Research institutions, funding organizations, scholarly associations, and journal publishers all set their own rules as to who should be credited for scientific achievements. According to the US National Academies’ Committee on Science, Engineering, and Public Policy, anyone who makes an intellectual contribution to a project should somehow be credited for it. “When a beginning researcher makes an intellectual contribution to a project, that contribution deserves to be recognized, including when the work is undertaken independently of the laboratory’s principal investigator,” the committee wrote in its 2009 book, On Being a Scientist: A Guide to Responsible Conduct in Research: Third Edition.

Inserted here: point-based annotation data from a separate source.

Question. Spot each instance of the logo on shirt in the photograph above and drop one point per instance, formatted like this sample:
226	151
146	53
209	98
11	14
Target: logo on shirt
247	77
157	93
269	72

Markus Röthlisberger of the Swiss National Science Foundation (SNSF) tells The Scientist in an email that his organization treats the assigning of credit in publications as though it were evaluating a grant proposal: “When submitting an application to the SNSF, applicants have to confirm that . . . ‘Earlier work of the applicants and third parties is declared as such and publications of the applicants and of third parties are correctly cited.’”

When a beginning researcher makes an intellectual contribution to a project, that contribution deserves to be recognized, including when the work is undertaken independently of the laboratory’s principal investigator.—US National Academies’ Committee on Science, Engineering, and Public Policy

That anyone who contributed to the success of a project should be credited for their contributions is largely accepted as a truism in the scientific community, says Melissa Anderson, a professor of higher education and bioethics at the University of Minnesota who studies scientific integrity. So there’s no question that the ETH Zürich team should have cited Hauser’s thesis, published or not. “If [a] dissertation is available, it perfectly well can be used, as long as it’s cited,” says Anderson. “The fact that they used it without citation, that sounds really suspect to me. . . . Nobody should use somebody’s work without citing it. That’s totally unacceptable.”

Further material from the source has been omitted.